Joana Filipa Pinto Oliveira 1 , Sandra Cardoso 2 , Maria João Oliveira 3 , Joana Freitas 3 , Luís Ribeiro 3 , Catarina Mendes 3 & Teresa Borges 3

1Serviço de Pediatria e Neonatologia do Centro Hospitalar de Trás-os-Montes e Alto Douro, Vila Real, Portugal; 2Serviço de Pediatria e Neonatologia do Centro Hospitalar Tondela-Viseu, Viseu, Portugal; 3Unidade de Endocrinologia Pediátrica do Centro Materno Infantil do Norte, Porto, Portugal

Background and Aims: Klinefelter syndrome (KS) is the most common chromosomal abnormality in men, but because of its highly variable phenotype and clinical unawareness, it remains largely under-diagnosed.

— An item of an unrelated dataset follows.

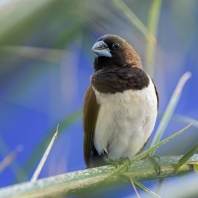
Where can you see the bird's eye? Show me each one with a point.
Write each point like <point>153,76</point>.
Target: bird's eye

Cardinal features include tall stature, gynecomastia, hypergonadotropic hypogonadism, azoospermia and infertility. Learning and behavioral problems are also common. Testosterone replacement therapy (TRT) helps to prevent or ameliorate many of the comorbidities associated with KS while improving quality of life. This study aimed to review the data of children and adolescents with KS, including age and presenting symptoms leading to diagnosis, associated comorbidities and clinical and laboratory findings.

Methods: Cross-sectional retrospective study conducted, based on clinical data of patients diagnosed with KS, followed from September 2000 to February 2022 at our Pediatric Endocrinology Unit of a tertiary referral hospital in Portugal.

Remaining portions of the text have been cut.